A maggio e giugno non ne eravamo usciti né migliori né peggiori, piuttosto quasi tutti più poveri, a volte disoccupati, spesso stressati o debilitati psichicamente, che ce rendessimo conto o meno. Ma l’aria calda era già alle porte, e così la libertà da riabbracciare. Oggi è evidente come, soprattutto, ne siamo usciti più stanchi: perché ci avevamo creduto tutti, che non saremmo tornati qui, o almeno non così tanto e non così drammaticamente. Che se i contagi aumentavano era merito dei tamponi, e se si riempivano gli isolamenti domiciliari e non gli ospedali ci trovavamo a che fare con un virus indebolito, che colpiva sia ex cavalieri del lavoro che calciatori di Serie A, e però li lasciava andare poi tutti, dopo un paio di settimane e senza troppi drammi.
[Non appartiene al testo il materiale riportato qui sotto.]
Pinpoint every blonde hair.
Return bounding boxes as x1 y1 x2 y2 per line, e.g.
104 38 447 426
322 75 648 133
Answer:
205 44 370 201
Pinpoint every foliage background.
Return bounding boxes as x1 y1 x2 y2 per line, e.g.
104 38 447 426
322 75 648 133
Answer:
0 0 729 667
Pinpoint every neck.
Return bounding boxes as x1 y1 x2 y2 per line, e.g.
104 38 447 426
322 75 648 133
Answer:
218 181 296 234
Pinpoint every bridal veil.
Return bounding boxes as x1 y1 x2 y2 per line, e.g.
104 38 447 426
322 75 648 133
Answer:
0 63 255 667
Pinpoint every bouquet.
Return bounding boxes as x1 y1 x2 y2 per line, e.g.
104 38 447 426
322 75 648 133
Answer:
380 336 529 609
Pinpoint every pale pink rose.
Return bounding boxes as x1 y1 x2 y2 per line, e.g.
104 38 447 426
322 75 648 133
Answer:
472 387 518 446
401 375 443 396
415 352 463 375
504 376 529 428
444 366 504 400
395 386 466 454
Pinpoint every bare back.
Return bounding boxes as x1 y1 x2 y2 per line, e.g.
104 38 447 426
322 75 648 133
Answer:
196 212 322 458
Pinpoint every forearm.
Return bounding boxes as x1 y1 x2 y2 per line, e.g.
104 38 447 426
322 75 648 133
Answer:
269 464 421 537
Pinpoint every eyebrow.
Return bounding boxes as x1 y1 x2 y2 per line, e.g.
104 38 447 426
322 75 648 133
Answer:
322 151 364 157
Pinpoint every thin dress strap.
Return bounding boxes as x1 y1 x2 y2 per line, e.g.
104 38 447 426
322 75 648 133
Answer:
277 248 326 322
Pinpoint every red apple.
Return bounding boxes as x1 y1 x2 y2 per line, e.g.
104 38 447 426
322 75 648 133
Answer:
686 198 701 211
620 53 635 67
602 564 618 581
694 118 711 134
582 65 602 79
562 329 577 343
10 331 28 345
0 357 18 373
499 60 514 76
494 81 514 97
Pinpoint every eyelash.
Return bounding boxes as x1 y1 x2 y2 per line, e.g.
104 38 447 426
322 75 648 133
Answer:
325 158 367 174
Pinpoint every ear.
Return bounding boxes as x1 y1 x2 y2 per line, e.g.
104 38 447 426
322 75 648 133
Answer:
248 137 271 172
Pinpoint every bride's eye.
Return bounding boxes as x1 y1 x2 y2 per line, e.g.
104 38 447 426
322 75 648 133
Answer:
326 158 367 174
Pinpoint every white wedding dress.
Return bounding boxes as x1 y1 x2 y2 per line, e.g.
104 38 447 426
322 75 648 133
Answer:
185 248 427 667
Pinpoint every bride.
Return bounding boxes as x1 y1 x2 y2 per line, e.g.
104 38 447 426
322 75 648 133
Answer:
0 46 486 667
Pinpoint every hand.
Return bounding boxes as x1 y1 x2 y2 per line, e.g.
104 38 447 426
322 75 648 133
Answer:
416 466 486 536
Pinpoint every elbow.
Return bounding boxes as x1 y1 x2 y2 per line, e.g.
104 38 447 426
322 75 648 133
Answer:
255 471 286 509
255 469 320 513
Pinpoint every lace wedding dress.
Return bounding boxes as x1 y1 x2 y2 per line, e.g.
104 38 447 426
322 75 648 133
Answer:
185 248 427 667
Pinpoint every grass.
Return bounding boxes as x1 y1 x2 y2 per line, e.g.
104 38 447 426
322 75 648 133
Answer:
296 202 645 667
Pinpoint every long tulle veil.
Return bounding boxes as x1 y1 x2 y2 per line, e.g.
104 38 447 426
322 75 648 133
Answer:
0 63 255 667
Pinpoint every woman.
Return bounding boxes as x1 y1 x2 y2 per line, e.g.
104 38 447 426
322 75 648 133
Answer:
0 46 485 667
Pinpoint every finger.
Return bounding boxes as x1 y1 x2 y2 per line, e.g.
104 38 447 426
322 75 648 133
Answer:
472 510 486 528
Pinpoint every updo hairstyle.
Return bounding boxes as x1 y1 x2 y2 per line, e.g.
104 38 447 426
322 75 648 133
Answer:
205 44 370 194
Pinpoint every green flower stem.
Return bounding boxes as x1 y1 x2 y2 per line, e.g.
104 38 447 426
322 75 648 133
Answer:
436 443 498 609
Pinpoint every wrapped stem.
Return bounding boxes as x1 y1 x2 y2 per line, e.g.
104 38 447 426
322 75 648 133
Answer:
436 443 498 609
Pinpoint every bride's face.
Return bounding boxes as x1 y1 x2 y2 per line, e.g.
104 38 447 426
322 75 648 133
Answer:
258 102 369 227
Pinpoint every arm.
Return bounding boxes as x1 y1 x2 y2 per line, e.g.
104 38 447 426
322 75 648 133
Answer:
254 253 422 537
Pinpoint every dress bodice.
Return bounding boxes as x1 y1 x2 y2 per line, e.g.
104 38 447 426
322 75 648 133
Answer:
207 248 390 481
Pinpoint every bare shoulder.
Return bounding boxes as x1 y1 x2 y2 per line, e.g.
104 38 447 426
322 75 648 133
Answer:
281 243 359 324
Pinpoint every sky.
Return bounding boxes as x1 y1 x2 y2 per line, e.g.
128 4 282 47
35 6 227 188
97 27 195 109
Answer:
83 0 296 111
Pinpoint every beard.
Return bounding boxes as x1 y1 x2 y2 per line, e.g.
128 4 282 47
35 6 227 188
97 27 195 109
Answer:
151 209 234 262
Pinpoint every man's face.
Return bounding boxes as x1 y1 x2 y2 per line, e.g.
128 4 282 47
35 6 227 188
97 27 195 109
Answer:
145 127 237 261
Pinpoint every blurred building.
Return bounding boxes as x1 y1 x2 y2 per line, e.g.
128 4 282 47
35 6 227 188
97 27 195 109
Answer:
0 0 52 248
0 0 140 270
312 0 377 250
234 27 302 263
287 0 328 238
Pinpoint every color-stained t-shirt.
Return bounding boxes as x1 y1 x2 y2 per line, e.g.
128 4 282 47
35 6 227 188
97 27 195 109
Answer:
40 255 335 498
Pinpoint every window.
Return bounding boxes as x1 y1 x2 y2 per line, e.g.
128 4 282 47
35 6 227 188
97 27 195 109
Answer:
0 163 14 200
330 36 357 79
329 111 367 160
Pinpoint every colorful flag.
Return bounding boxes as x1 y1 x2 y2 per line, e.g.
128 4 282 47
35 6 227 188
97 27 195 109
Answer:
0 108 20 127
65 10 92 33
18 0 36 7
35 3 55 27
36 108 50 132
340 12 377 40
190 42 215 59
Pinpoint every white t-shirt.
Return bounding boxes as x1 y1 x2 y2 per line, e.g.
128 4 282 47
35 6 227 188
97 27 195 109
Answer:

Le conversazioni si riaggiustano, di nuovo: se prima Napoli-Juventus ci aveva illuso di aver riportato le chiacchierate tipicamente da bar nel posto più adatto, oggi sono di nuovo le terapie intensive, l’indice Rt, il numero di tamponi e le chiusure delle scuole, argomenti che avevamo studiato abbondantemente e speravamo di poter dimenticare. Come prima, ma diverso.

Non è una seconda ondata perché è più difficile, se non quasi impossibile, trovare quel sentimento di curiosità nella tragedia che aveva pure caratterizzato il primo, devastante, impatto con la pandemia: non abbiamo più voglia di panificare, di fermentare, di incontrarci su Zoom per bere un bicchiere di vino facendoci forza a vicenda con gli altri amici isolati. Si è vista, questa triste consapevolezza, anche dalla diminuzione netta delle battute su Giuseppe Conte e il suo ritorno a reti unificate, che erano poche, e logore, fiacche come gli umori che ci troviamo addosso.

Se manca il terrore dell’ignoto, è subentrata la spossatezza per il fin troppo noto. Il virus, oggi, non è così dissimile dal marziano che atterra a Roma e, nel giro di pochi mesi, finisce per annoiare quelli che prima ne erano spaventati, e poi soltanto stupiti. È sparito lo sgomento, quello che si deve ai leviatani, ed è subentrata la stanchezza e la frustrazione. Non abbiamo imparato in fondo niente, se non ad avere più paura: perché le ricadute sono sempre peggiori delle prime volte, e sui balconi a fare amicizia, a novembre, non ci si può stare facilmente come ad aprile.